Well I'm Chris, and I have a form of autism called Aspergers Syndrome. I developed OCD around 3 years ago now, and it was during a very stressful period in my life. I radically changed my diet myself, because I was certain that specific foods were causing me to feel sick (Milk and Egg) and so I decided that all foods in the supermarket were going to contain these mostly. I took the chance and went vegan around 3 years ago, and when I developed the OCD I started to cut out even more foods from my diet.. mostly on grounds that they contained ingredients that I think are poisonous or would hurt me in some way. Been cutting loads of foods out, and now I feel weak and tired all the time. The original OCD was nothing to do with foods, but it sort of latched onto it and has caused this big mess.
Each time I eat food now, I start to panic and feel weak. I get migraines and panic attacks constantly. I went to see the nurse and she told me that I sounded a little anemic and to include some foods into my diet... which I cannot do due to the eating disorder. Ive gotten to the point now where by Im petrified to eat food, yet know I have to in order to keep my energy levels up and not collapse or something.

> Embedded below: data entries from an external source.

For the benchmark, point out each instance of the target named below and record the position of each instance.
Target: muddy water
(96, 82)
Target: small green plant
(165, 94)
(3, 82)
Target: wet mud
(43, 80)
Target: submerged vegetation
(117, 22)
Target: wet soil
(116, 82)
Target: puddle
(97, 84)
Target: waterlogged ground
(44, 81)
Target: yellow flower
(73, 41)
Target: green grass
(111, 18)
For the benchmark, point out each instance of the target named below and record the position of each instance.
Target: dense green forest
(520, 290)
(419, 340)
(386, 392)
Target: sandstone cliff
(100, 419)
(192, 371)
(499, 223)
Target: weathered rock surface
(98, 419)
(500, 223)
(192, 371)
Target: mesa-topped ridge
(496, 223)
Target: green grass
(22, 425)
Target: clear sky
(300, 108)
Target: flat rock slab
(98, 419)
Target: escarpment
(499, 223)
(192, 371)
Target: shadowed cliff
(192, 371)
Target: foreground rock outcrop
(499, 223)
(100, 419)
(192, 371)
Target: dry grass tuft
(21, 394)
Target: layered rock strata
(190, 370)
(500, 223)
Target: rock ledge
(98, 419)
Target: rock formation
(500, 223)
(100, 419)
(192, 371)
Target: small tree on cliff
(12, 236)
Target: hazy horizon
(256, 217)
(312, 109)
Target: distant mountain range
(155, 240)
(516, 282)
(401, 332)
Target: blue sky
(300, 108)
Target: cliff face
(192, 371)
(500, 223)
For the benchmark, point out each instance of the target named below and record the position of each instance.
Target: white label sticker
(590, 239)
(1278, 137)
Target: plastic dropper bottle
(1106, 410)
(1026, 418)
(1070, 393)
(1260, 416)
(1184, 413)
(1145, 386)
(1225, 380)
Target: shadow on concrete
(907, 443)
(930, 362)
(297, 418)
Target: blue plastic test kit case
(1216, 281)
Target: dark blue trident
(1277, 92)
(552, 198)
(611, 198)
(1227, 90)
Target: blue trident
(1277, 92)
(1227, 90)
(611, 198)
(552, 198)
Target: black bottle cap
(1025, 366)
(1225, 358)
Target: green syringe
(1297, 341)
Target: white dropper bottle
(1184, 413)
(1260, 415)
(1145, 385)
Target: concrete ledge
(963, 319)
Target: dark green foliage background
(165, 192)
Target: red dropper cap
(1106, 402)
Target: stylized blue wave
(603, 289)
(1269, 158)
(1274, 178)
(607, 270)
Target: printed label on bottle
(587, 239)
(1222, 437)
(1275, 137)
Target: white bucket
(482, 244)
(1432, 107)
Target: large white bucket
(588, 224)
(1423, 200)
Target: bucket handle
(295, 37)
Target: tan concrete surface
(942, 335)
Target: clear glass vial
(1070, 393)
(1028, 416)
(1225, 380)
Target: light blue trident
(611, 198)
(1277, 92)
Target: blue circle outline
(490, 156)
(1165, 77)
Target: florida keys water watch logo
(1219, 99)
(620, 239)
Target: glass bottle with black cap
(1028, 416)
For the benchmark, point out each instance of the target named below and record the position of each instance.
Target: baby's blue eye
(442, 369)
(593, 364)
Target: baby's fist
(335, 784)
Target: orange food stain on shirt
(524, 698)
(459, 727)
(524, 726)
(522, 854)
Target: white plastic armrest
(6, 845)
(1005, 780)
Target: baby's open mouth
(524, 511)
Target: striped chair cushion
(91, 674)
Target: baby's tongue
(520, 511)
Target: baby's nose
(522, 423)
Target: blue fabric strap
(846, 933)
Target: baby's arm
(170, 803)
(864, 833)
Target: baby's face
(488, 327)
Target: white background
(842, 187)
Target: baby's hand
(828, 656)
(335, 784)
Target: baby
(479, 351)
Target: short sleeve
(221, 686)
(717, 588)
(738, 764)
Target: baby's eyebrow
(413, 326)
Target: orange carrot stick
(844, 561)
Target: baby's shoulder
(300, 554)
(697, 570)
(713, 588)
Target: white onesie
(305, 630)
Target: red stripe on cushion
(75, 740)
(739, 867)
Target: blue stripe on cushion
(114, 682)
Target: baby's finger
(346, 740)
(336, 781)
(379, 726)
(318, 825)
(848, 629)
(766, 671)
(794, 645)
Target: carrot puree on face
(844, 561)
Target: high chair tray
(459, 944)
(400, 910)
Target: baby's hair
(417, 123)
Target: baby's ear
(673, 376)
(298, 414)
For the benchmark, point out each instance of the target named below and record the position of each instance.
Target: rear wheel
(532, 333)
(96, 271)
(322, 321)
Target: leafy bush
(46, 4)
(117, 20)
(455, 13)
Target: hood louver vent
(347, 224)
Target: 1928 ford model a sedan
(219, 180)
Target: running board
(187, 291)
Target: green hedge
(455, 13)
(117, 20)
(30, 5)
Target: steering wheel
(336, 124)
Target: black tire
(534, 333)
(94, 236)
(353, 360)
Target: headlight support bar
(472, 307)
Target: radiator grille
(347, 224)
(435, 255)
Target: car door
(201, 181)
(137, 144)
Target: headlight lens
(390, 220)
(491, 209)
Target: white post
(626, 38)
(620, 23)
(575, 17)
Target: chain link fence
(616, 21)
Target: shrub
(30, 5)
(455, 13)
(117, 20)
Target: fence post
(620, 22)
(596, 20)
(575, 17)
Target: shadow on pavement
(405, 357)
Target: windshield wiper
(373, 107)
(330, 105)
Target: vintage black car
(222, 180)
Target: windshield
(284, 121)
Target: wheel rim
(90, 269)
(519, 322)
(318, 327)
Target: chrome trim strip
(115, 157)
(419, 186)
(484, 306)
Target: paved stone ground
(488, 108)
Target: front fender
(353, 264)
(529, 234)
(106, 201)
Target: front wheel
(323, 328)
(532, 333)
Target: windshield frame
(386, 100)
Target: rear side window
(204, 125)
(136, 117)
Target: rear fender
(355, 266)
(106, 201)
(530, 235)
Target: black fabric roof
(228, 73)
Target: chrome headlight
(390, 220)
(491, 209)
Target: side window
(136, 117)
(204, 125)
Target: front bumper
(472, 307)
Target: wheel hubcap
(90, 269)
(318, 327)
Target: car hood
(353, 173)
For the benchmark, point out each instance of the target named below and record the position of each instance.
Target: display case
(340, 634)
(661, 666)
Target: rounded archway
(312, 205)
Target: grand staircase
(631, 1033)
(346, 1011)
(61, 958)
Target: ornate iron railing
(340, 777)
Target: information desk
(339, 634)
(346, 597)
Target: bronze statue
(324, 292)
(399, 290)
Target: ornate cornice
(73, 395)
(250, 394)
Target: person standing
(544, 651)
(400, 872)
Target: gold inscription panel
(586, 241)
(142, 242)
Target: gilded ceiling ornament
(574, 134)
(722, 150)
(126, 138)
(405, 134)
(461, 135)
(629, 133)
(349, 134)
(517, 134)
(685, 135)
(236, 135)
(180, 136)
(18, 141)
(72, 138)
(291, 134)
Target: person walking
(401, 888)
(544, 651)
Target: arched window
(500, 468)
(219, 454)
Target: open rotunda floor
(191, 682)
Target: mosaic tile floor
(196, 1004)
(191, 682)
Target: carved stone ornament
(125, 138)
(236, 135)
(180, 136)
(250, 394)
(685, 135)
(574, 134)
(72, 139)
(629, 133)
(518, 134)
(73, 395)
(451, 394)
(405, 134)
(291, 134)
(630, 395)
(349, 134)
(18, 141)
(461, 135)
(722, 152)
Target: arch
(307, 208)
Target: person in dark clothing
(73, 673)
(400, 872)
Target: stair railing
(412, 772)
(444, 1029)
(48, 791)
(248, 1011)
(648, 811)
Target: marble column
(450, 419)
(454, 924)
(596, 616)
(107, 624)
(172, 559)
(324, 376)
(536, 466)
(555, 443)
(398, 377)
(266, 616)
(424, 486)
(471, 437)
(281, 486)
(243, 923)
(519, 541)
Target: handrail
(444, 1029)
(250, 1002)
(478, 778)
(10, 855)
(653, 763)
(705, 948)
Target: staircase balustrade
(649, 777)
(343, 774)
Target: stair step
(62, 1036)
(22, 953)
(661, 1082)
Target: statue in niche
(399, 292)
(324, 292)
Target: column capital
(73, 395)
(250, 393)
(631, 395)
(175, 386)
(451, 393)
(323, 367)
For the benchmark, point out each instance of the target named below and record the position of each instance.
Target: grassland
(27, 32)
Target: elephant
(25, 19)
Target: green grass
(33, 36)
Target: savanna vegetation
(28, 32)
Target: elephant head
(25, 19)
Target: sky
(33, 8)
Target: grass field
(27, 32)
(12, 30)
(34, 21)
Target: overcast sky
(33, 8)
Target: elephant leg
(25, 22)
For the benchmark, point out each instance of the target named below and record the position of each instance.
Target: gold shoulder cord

I don't want to become ill, as this was all about the complete opposite.
Ive spoken to my Councillor, and she just told me that I should drink smoothies and put as much proteins into my diet as I can bear.. I don't know where to turn with this anymore.. its like nobody understands my problem, and I have absolutely no control over it.
Who can I turn to? What can I do to stop this going further?
The following user gives a hug of support to boic: Grammar Check (11-27-2012)
I suffered from Anorexia for a year when I was sixteen. To be frank, it was a year of hell. I was scared to eat, eating out was a complete nightmare, and I kept cutting food out of my diet, even vegetables and fruits. I was extremely malnourished and I was on the verge of dying (no joke). I understand how you feel: wanting to eat but are so scared to. I don't know what I can say to encourage you to eat because I won't be there while you are, but I can say that you are not alone. Many people go through this too. I think you should talk to a certified eating disorder psychiatrist. I had an amazing psychiatrist that helped me throughout my recovery. I'll admit that I struggle to this day, more to Bulimia though. It's not easy, it's not fun, but you'll have more energy and possibly more happy. I'm working towards the happy part myself. I hope in the future we could encourage each other because any eating disorder is hard to get through; why should we have to do it alone. If you ever have a question just send me a message.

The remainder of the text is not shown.